Ausnahmen und Einschränkungen

Trotz der Bagatellgrenze gibt es einige wichtige Ausnahmen zu beachten:

  • Sexualdelikte: Verurteilungen wegen Sexualstraftaten fallen nicht unter die Bagatellgrenze, unabhängig von der Höhe der Geldstrafe.
  • Mehrfache Verurteilungen: Wenn Sie mehrere Verurteilungen haben, die in Summe 60 Tagessätze überschreiten, werden diese weiterhin im Führungszeugnis aufgeführt.
  • Erweiterte Führungszeugnisse: Für bestimmte sensible Bereiche, wie die Arbeit mit Kindern und Jugendlichen, gelten strengere Regeln. Hier können auch Verurteilungen unterhalb der Bagatellgrenze noch relevant sein.

Praktische Bedeutung für Sie

Wenn Sie in der Vergangenheit zu einer Geldstrafe von bis zu 60 Tagessätzen verurteilt wurden, könnte dies ab April 2024 positive Auswirkungen auf Ihre beruflichen und persönlichen Möglichkeiten haben. Es ist jedoch ratsam, sich bewusst zu sein, dass die Verurteilung weiterhin im Bundeszentralregister verbleibt und für bestimmte Zwecke, wie etwa in Strafverfahren oder bei behördlichen Anfragen, noch relevant sein kann.

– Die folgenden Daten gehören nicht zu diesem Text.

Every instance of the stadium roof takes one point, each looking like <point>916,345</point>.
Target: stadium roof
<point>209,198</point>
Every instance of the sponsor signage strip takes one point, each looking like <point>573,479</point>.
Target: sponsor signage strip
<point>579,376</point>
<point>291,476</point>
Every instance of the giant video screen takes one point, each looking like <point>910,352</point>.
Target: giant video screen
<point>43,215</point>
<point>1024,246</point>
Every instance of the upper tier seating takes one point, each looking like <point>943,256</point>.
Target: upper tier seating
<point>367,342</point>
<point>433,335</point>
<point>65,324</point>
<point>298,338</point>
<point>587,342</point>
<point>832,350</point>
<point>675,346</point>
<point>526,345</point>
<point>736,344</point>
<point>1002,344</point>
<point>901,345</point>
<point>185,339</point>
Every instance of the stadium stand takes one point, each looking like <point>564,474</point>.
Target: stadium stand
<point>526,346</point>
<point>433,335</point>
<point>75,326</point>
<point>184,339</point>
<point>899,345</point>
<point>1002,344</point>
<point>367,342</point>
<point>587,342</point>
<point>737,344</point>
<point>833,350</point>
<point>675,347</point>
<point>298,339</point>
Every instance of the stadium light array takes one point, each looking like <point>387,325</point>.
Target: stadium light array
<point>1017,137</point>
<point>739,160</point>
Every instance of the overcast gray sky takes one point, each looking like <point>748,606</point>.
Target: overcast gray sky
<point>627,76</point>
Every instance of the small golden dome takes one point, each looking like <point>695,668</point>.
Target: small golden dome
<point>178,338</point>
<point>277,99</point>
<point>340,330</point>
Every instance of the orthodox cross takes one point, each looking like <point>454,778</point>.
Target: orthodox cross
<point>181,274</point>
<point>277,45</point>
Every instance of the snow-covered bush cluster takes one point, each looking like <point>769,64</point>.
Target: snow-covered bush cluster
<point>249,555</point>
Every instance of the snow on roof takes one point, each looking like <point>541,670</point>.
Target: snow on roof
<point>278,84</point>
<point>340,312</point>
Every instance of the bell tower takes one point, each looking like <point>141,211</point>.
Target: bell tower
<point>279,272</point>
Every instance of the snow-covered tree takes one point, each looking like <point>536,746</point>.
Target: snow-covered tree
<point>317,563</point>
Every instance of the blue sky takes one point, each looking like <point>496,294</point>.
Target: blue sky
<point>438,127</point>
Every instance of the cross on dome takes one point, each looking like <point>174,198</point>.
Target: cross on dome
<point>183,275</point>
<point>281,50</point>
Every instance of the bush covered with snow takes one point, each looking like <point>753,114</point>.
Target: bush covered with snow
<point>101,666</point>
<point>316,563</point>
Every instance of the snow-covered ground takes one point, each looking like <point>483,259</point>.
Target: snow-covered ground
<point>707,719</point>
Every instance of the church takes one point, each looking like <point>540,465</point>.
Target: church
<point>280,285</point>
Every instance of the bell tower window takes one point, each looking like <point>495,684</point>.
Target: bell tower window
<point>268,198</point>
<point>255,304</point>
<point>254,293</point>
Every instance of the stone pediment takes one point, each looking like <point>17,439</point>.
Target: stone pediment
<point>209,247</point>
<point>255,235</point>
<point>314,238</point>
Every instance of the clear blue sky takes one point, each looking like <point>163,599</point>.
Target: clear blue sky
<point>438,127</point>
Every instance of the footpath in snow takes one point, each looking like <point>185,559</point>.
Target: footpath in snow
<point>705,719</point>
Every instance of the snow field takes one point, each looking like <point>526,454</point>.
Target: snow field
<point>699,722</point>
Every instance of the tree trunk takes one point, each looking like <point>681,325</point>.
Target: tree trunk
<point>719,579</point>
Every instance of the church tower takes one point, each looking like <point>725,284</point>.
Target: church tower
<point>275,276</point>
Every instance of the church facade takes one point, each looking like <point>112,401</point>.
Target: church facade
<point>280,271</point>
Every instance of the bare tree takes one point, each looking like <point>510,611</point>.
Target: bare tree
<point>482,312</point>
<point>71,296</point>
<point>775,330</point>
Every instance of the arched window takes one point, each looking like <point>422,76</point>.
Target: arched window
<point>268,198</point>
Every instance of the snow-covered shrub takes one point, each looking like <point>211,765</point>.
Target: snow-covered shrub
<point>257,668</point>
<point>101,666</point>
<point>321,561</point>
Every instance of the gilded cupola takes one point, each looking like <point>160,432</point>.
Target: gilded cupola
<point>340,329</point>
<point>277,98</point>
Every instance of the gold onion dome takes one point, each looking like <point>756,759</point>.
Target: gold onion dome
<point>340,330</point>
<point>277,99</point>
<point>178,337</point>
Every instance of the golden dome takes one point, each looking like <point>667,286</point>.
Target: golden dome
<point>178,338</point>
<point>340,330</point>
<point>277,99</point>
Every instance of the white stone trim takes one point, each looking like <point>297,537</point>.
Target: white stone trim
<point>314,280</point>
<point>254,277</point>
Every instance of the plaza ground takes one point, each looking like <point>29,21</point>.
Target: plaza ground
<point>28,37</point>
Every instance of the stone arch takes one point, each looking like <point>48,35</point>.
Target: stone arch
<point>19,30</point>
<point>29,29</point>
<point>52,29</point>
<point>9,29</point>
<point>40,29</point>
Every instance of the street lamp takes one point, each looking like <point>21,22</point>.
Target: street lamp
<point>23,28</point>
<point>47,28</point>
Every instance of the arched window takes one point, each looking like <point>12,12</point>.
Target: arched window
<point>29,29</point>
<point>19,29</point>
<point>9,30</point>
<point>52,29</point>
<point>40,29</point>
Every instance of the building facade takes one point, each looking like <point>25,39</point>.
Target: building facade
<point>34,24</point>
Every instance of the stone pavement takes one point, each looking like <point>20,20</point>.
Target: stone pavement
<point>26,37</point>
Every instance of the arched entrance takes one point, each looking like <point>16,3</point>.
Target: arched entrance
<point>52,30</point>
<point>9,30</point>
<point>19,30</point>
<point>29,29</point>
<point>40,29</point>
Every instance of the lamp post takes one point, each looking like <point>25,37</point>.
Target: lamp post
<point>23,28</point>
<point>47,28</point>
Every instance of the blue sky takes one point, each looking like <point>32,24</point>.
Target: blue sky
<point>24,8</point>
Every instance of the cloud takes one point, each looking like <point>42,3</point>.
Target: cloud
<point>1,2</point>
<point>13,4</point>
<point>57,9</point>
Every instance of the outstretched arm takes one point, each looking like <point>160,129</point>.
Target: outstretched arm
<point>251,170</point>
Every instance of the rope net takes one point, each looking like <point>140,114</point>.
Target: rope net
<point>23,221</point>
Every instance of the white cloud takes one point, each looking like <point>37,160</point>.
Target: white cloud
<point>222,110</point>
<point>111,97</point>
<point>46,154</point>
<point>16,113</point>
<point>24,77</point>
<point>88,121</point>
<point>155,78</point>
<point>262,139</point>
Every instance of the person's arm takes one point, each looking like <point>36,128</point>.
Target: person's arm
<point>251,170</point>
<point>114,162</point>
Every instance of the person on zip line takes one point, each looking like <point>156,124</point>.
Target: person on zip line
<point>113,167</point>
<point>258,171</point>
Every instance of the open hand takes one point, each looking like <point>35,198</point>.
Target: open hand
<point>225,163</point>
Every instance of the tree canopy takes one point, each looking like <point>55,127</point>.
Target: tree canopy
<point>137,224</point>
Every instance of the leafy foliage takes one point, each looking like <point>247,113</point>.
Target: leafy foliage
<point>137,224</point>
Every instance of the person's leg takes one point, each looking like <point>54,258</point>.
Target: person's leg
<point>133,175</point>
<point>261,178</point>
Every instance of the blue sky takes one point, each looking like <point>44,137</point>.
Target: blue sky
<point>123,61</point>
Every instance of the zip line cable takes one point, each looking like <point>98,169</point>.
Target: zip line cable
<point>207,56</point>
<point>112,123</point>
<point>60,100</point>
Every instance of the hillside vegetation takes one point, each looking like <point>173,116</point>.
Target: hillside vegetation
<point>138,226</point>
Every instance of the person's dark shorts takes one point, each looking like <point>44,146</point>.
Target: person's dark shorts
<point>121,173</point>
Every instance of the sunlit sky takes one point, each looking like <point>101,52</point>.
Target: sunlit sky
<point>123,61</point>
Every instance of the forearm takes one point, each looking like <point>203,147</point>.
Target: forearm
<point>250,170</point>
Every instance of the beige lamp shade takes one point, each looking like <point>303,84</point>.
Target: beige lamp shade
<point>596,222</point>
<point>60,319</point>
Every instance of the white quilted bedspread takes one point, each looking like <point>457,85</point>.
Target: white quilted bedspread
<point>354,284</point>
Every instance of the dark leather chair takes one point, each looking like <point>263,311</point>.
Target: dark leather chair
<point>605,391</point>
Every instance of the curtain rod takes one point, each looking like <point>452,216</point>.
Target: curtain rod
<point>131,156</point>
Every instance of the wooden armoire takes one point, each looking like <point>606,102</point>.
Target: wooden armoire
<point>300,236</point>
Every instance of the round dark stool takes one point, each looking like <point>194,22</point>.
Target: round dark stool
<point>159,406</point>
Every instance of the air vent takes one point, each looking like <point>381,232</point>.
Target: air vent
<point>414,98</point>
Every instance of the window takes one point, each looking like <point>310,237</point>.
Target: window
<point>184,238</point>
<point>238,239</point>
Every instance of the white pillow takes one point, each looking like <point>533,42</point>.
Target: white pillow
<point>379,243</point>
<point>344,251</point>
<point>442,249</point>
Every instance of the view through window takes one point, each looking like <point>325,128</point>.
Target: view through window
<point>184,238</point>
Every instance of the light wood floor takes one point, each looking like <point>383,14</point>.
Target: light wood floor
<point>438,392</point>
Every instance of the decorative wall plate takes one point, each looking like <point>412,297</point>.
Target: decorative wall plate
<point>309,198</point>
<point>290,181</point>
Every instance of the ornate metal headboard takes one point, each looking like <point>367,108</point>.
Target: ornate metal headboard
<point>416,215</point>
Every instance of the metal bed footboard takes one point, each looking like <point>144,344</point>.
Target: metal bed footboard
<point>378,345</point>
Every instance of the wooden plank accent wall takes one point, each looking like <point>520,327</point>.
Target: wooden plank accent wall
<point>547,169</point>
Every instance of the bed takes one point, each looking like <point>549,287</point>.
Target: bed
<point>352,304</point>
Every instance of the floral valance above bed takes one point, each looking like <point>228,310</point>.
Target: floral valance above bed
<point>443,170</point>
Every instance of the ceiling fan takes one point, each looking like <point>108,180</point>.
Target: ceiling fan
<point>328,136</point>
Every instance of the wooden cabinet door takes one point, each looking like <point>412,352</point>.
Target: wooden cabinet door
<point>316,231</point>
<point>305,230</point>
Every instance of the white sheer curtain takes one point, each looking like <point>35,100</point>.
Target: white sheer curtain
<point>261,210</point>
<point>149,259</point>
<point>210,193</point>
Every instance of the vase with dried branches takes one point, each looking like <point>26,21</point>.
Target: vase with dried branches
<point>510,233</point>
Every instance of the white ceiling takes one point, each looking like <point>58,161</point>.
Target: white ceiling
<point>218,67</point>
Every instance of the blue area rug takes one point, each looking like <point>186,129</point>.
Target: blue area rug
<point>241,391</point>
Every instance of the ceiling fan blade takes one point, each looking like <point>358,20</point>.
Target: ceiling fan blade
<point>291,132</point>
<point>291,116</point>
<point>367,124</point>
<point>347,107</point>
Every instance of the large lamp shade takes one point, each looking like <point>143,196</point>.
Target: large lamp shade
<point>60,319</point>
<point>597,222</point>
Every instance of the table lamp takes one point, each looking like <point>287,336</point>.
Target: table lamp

Bedenken Sie auch, dass diese Änderung keine rückwirkende Tilgung bedeutet. Wenn Sie vor dem 1. April 2024 ein Führungszeugnis beantragen, wird die Verurteilung noch darin erscheinen. Ab diesem Stichtag wird sie jedoch in neu beantragten Führungszeugnissen nicht mehr aufgeführt.

Diese Neuregelung zielt darauf ab, Menschen mit geringfügigen Verurteilungen eine bessere Chance zur Reintegration in die Gesellschaft zu geben. Sie ermöglicht es Ihnen, leichter einen Neuanfang zu machen, ohne dass vergangene kleinere Fehler Ihre Zukunft dauerhaft beeinträchtigen.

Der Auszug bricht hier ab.